What some might call entitlement programs for white collar criminals began when the Supreme Court stepped in, back in 2000, and fixed an election. George W. Bush, in turn, sent two more justices to the high court to virtually guarantee passage of Citizens United further empowering white collar criminals by granting them corporate personhood. Those personhood rights stop, of course, when it comes to being held liable for their bold faced fraud and predatory practices.

Over the past decade, too, as is widely known, a fraction of the U.S. population has amassed even more wealth while wages for working men and women have remained stagnant.

What baffles most is how working class folks, the ones who drive those bigs sports utility vehicles, who have been hurt the most by the price gouging oil companies, many of whom are no longer able to feed their families without food stamps, how is it that these folks would go to the polls, and elect more than 100 neo-conservative Republicans whose primary goal is to divest them not just of their medical insurance, but of every right working people have had since the days of Franklin Delano Roosevelt.

This mineature party within a Party has managed to hold even the Speaker of the House, a fellow Republican, hostage to their demands.

Are these not the same folks who masterminded stealing the 2000 election, and that of 2004, or their next of kin. How is they can pull it off again, or can they? And, what is this if not a coup?

Whose best interests are served by a "balanced budget amendment" which largely amounts to finalizing tax cuts for the rich while gutting Social Security, and Medicare? Those of the Tea Party? They are demographically much closer to 98% of Americans, not the 2% income bracket.

Moreover, whose interests are served when twice as much is allocated for Defense as Education in the 2011 budget? Who benefits? Surely not the children of working class parents.

When the president went before the American people on Monday night, he told the truth about one thing. He is not, repeat not, planning to raise taxes on 98% of us, but only let the Bush tax cuts for the upper 2% lapse. What kind of Kool-Aid does the Tea Party spike their punch with, so they can persuade their predominantly working class base that letting News Corp. screw the government out of billions in taxes benefits them?

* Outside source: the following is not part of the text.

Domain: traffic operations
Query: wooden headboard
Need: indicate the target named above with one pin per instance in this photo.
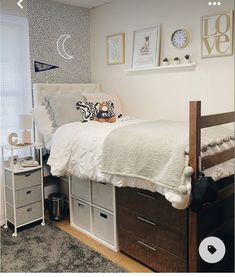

As Mr. Obama was also quick to point out, most people want to see the rich pay their share, so where did this "tea party" contigent come from, and when can we ship them back?

Indeed, the neo-cons of the 90's must be proud to watch the nouveau radical right wing of the Republican Party manipulate leadership such that what is little more than a routine matter of allowing the government to make good on its unpaid bills has morphed into a contest of ego and political will.

Make no mistake, this is a doomsday scenario. If the impetus was to defeat the chances of a second Obama administration, what has happened instead is the defeat of any substantive economic mobility for the foreseaable future.

And, by allowing a simple congressional vote on raising the debt ceiling to become a referendum on empowering so-called "job creators," the president has himself enabled changing the subject which can only lead to a gradual erosion of a federal safety net, and subjugation of the many to the interests of the few.

Big business and big government have now become indistinguishable. If the Tea Party wants smaller government then, by default, they're asking for less of a corporate stake in governing.